Saturday, June 03, 2006

Zeducation Supplement

Dream:

Trotting north, I pass a church out of which emerge, one at a time, a series of dogs, each a different size/breed, which hilariously storm across to another building, but finding it closed, return to the church, but can't get in the door.These are some spazzy, entertaining dogs!

I'm running on this dirt trail and in my mind I hear a poem or melody, How does the child know . . . ? I have a vague sense that there's someone running behind me, so I keep the pace up.

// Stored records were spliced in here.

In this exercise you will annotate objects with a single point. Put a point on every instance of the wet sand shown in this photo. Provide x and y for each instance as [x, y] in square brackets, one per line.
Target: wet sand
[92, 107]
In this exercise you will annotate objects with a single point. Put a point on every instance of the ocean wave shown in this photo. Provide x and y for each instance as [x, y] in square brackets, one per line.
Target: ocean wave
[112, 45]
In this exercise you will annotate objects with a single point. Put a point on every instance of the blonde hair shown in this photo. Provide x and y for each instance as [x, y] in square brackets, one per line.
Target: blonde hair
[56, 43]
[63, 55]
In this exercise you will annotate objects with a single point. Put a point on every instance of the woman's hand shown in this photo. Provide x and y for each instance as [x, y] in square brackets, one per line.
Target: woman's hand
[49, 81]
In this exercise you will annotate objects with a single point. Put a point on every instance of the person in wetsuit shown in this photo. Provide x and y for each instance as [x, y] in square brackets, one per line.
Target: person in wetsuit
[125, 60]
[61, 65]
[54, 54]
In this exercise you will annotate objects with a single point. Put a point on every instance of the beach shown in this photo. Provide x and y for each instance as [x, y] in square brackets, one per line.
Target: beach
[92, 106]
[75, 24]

I pass into a subway station, take the train for a few stops, emerge—get back on that dirt trail, which occasionally has a rivulet of crystalline but greenish water running down the center.

The trail goes up a hill. There's been narration in my head the whole time, morphing from the old poem to something like right-wing radio: They say they have 5 million rogue warriors . . . well, we've got 5 million road warriors.

* * *

The spelling bee on Thursday night was fascinating—I thought my interest in the—sport? recreation?—ended with the excellent Spellbound, but this was riveting: the different methods of the spellers (writing the word out with a finger on an arm), good-luck charms, the questions asked (Can I have a definition?), sometimes repeatedly . . . In the final round it was down to three girls, one of whom had been mistakenly eliminated after spelling hechscher correctly (the judges' word list was wrong) and brought back. The championship list of 25 words was brought out. The very composed hechscher finalist was eliminated (for real), and then it was down to an Edmontonian and a New Jerseyite. The girl from Edmonton (who I originally took to be Hawaiian) seemed to be cruising almost effortlessly—perhaps thanks to country-mandated French instruction? But then she tripped, unaccountably, on weltschmerz—the judge's definition was perhaps too droll, too foreboding, and drew an audience chuckle that might have distracted the contestant. She kicked it off with a v instead of a w; charmingly and appropriately, the last letter she gave was "zed."

The New Jerseyite got her next word, and was triumphant with the redolent ursprache, meaning something like (again appropriately!) a language of origin arrived at by analysis of later languages.

* * *

This is all a way to avoid talking about the injury-incurring Sabres' seventh-game loss to Carolina that same night. Arlo will bring us the post-mortem soon.